The replies come hard and fast and can do more than brush you off. They can strike you out for good.
“I’m in a meeting.”
“I can’t talk now.”
“Don’t know you.”
“I use another vendor.”
“Why are you calling me?”
“Who are you?”
“What do you want?”
Welcome to the major leagues of cold calling: the higher the decision maker the less room for error. Executives barely have time for their own employees and clients so the cold caller ranks last on their list of concerns. When you get Bill the decision maker on the phone you need to be clear, sharp, confident, to the point, and different from everyone else because he’s heard it all before.
Role play is an excellent way to start the day, especially if you’re new to sales. It’s a warm-up exercise that if practiced correctly will address the objections you’ll face when you’re on the phone with the prospect. Remember, cold calling is like theater; it’s live. There is no take two, take forty-two. You need to nail it—making a strong impression on the decision maker— on the first try. Preparation is everything.

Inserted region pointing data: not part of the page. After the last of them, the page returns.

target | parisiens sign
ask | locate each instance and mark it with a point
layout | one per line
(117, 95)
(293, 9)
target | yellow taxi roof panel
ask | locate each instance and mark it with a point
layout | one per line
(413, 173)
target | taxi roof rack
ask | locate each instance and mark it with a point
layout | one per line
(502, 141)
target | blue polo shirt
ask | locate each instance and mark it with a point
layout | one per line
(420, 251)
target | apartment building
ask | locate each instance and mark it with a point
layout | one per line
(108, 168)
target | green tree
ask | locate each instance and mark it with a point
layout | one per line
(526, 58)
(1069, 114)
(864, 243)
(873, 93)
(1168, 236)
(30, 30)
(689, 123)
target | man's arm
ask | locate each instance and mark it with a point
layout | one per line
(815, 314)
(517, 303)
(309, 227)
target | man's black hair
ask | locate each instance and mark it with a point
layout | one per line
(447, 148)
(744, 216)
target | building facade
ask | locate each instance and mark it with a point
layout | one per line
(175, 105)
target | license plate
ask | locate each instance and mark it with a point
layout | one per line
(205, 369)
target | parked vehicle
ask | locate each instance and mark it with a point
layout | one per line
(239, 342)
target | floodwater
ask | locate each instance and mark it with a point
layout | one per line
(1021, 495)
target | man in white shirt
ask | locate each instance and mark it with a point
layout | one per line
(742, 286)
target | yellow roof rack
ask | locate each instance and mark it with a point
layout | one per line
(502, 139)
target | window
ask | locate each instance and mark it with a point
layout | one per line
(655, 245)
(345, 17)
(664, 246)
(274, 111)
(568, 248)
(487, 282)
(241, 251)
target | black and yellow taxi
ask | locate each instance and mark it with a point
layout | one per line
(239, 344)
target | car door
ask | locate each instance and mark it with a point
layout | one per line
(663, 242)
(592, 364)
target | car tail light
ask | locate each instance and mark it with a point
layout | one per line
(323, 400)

The first call of the morning can be a little stiff; it’s early, the coffee hasn’t kicked in, you’re a little unfocused. Role playing with a colleague will get the blood flowing, get the creaks out of your game, and better prepare you for the real thing.
If possible, pair up with different colleagues in the office to get a different perspective. The purpose of role play is to warm up—to work on the pitch and points of objection. It is not to be difficult and impossibly unyielding. That kind of practice serves no one. It is a waste of time and can hurt the overall morale of the office. Think of role play as batting practice. You’re not there to strike out your colleague. You’re there to let him work his pitch and post pitch dialogue. You’re there to point out what’s working and what’s not.
At the same time, don’t be too easy or generous with the verbal sparring. It doesn’t help to walk right through the exercise untouched without answering some tough questions. You have to be ready for the prospect’s quick replies. If you can’t answer the statements and questions in bold above, then you’re not ready to talk to Bill.
It’s important to prepare yourself to deliver the best pitch possible, but it’s also necessary to prepare yourself to be interrupted, to be cut off in mid pitch. If Bill hits hard with, “I don’t know you,” you need to strike back with something like, “No you don’t, Bill, but I have a excellent opportunity for you” and immediately launch into your short pitch. You can’t be caught flatfooted in the sales game. Ever.
Two to five minutes of role play in the morning (afternoon as well, depending) is all you need. It’s a small investment but payoff can be huge. Remember, all the great hitters take batting practice before they step up to the plate.